Written by Jeff Johnson on December 1, 2011. Posted in General

Yesterday the County Board held our final meeting in the 2012 budgeting process (prior to the Board meeting on Dec. 13 when we approve the budget and tax levy amount).  The proposed budget before us yesterday contains an actual cut in county spending of approximately 3% ($50 million) and no increase in the total property tax levy.  We would need to cut spending in order to hold the levy flat due to the loss of money from other revenue sources, such as the state and federal government.

Despite the fact that the proposed budget does not include a tax increase, many county residents received their tax statement last week showing their property taxes increasing – some by double digits.  That could happen for several reasons: 1) Changes in your home value as compared to the average valuation change in the county; 2) A change to state law this year that shifts the property tax burden from lower-valued homes to higher-valued homes and commercial property; and/or 3) Possibly tax increases at other local levels of government such as your city or school district.

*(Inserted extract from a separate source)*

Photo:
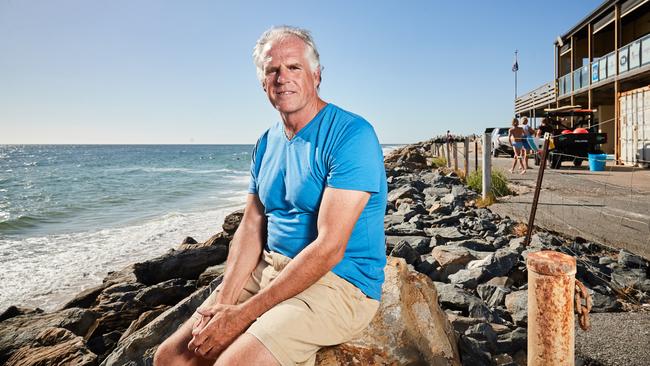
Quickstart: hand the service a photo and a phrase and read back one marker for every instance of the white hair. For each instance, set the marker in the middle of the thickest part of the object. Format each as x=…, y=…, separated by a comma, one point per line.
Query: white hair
x=279, y=33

Yesterday’s meeting provided an opportunity for Commissioners to offer amendments to the budget before our final vote in two weeks. 

I offered an amendment to cut the general property tax levy by 2.56% (just under $17 million).  That amount is what our Budget/Finance Department told me would be necessary to hold the median-value home in Hennepin County harmless from a county tax increase.  My proposal failed on a vote of 1 – 6.

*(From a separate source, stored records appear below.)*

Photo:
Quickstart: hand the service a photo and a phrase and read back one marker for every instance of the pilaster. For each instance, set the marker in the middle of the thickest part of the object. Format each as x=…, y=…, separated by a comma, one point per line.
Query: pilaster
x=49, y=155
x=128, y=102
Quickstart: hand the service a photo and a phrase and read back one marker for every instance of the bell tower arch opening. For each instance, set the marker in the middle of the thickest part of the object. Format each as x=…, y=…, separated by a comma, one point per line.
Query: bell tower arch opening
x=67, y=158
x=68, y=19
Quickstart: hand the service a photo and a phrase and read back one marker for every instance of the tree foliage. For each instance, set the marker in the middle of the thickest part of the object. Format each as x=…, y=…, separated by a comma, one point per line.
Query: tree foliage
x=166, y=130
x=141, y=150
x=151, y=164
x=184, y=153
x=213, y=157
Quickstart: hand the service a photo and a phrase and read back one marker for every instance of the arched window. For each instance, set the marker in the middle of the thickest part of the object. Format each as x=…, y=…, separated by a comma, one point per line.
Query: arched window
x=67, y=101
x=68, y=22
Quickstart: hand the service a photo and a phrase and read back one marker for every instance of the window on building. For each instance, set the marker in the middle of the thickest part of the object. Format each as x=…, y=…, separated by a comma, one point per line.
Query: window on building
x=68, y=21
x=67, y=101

I found the $17 million in the proposed budget for this levy cut from the $23 million contingency budget for 2012.  Every year the county levies tax dollars to place into a contingency fund to cover unforseen or emergency expenses or unexpected cuts to revenue (such as a mid-year cut to county aid from the state).  We consistently set aside entirely too much for contingency, however, and then end up rolling what’s left over every year into our fund balance, part of which we use to fund projects the next year.

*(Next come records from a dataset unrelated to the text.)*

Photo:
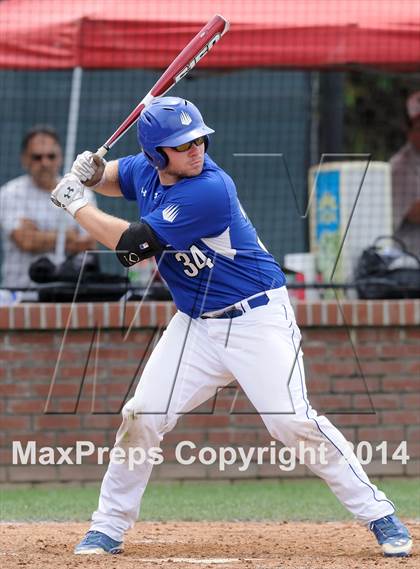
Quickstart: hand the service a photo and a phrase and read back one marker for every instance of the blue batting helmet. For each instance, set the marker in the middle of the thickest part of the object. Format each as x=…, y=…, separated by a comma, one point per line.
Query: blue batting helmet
x=168, y=121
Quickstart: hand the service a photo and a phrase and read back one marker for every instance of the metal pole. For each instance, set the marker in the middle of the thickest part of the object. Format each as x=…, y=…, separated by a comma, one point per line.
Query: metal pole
x=69, y=151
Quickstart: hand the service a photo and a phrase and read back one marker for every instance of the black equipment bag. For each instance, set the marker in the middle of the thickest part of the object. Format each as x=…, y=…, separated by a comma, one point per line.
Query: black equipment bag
x=387, y=273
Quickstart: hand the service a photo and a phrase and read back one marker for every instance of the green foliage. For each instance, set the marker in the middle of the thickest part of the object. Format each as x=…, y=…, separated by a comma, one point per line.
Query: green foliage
x=374, y=118
x=255, y=500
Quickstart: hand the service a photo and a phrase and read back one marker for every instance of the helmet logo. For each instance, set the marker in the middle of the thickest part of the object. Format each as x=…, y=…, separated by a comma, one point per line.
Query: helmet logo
x=185, y=118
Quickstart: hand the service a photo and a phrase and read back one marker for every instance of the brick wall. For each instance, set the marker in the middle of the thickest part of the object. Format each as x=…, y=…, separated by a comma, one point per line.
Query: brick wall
x=362, y=366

In 2011, for example, we levied for a $21.6 million contingency.  As of today, we have spent just over $400,000 of that (yes, that’s less than 2%).  That will leave us with over $21 million unspent in the contingency fund at the end of the year.  Last year, the unspent amount was $8.8 million.  The year before was $15.4 million.  In the past 8 years, we have over-levied for contingency by more than $90 million.

Obviously, we are not using our contingency fund for the purpose it is intended – emergency spending.  And we clearly will not need anything near the $23 million being proposed for contingency in 2012.  So, amazingly, we could cut the property tax levy in a way that would hold the “average” homeowner harmless from a county tax increase without cutting a single program.

This would not, by the way, be “kicking the can down the road” as we have seen to a certain extent at both the state and federal levels of government lately.  If we cut the contingency budget by $17 million going forward and were disciplined enough to stay within the $6.2 million contingency budget that remained (which county history suggests would not be difficult), that would be an ongoing change to the budget that would be realized each year.  This would not use one-time money to fund a permanent tax cut.

After some discussion, my amendment failed on a vote of 1 – 6.

Just prior to my property tax amendment, the Board passed an amendment to extend the county’s “Trade Time Off for Fitness” program to include the seven county commissioners, the county sheriff and the county attorney (the nine elected officials in the county).  This amendment passed on a vote of 4 -3 (with Randy Johnson, Jan Callison and me voting no).

The Trade Time Off for Fitness program allows county employees to trade unused paid time off (PTO) to pay for health club dues or other fitness-related expenses (such as the purchase of bikes or home exercise equipment) in an amount up to $2000 per year.  When the program was first created, elected officials were apparently not included in it because we don’t use the PTO system (we self-monitor our time off) and therefore have nothing to “trade” for this $2000 benefit.

The 4 – 3 vote yesterday provided that benefit to each member of the county board (and the county attorney and sheriff), essentially increasing our potential compensation by $2000 (or just under 2%).

I didn’t support this change (and will not take advantage of it even though it passed) as I think it’s fair to say that the taxpayers of Hennepin County already compensate us as commissioners quite well.  Yes, some or all of us could probably make more in the private sector, but we each chose to seek this position knowing the compensation level.  At a time when taxpayers are seeing increased property tax bills and county employees are wrapping up their second year without a pay increase, this probably wasn’t the best move we could have made.

But hey, at least by this time next year the county board will have some really killer quads.